I made a mistake near the end.
3p + 9 = 45
3p = 36
p = 12
To find the cost of one book and one pen, we need to set up a system of equations using the given information.
Let's assume the cost of one book is represented by "b" and the cost of one pen is represented by "p".
From the first equation, we know that 3 books and 3 pens together cost $45. So, we can write the equation:
3b + 3p = 45
From the second equation, we know that 11 books and 12 pens together cost $177. So, we can write the equation:
11b + 12p = 177
Now, we have a system of two linear equations:
3b + 3p = 45
11b + 12p = 177
To solve this system of equations, we can either use substitution or elimination method. In this case, let's use the elimination method to eliminate one of the variables.

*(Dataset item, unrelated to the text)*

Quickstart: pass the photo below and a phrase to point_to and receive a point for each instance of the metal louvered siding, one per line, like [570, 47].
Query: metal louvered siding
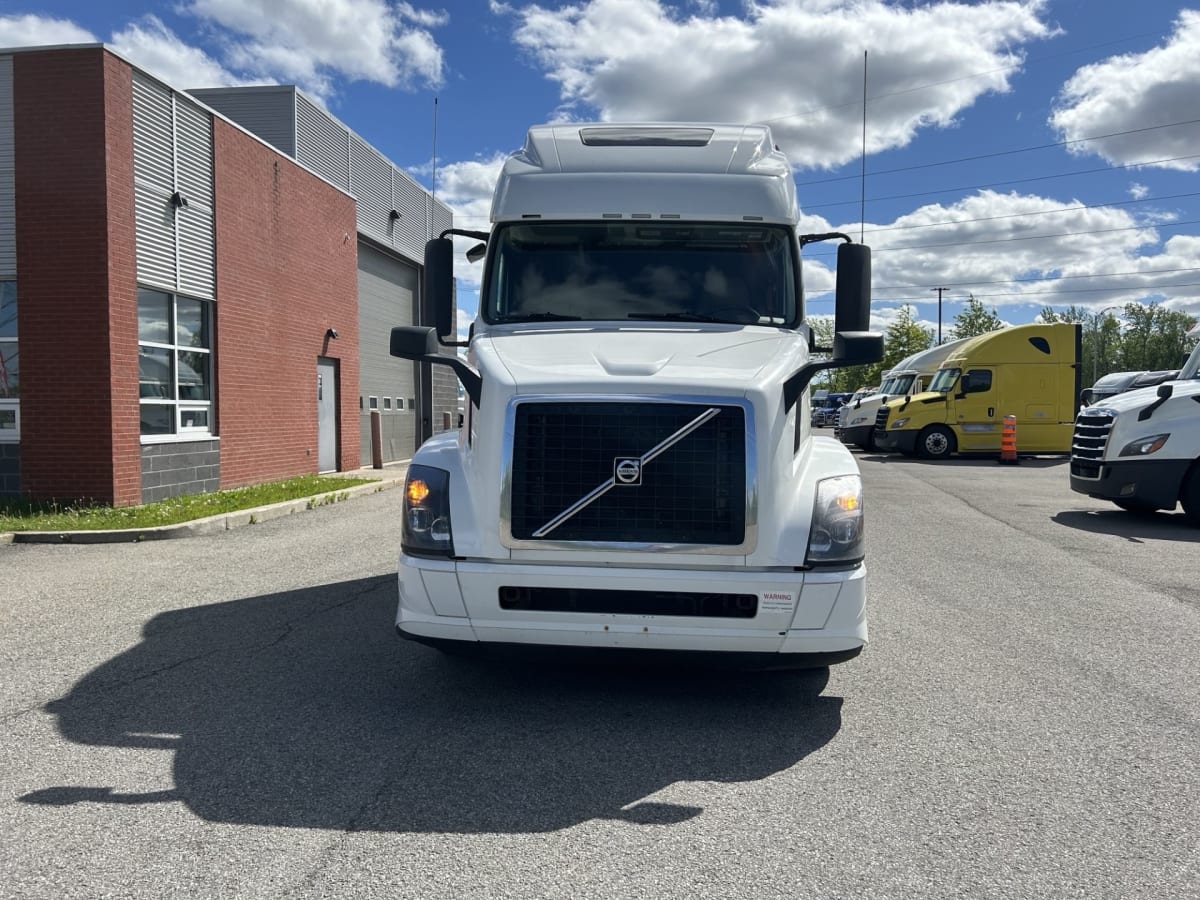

Multiply the first equation by 4 and the second equation by 1, so that the coefficients of "p" will cancel each other out when we add the equations:
12b + 12p = 180
11b + 12p = 177
Now, subtract the second equation from the first equation:
(12b + 12p) - (11b + 12p) = 180 - 177
This simplifies to:
12b - 11b = 3
b = 3
The cost of one book (b) is $3.
To find the cost of one pen, substitute the value of b into either of the original equations. Using the first equation:
3b + 3p = 45
Replace b with 3:
3(3) + 3p = 45
9 + 3p = 45
Subtract 9 from both sides:
3p = 36
Divide both sides by 3:
p = 12
The cost of one pen (p) is $12.
Therefore, the cost of one book is $3 and the cost of one pen is $12.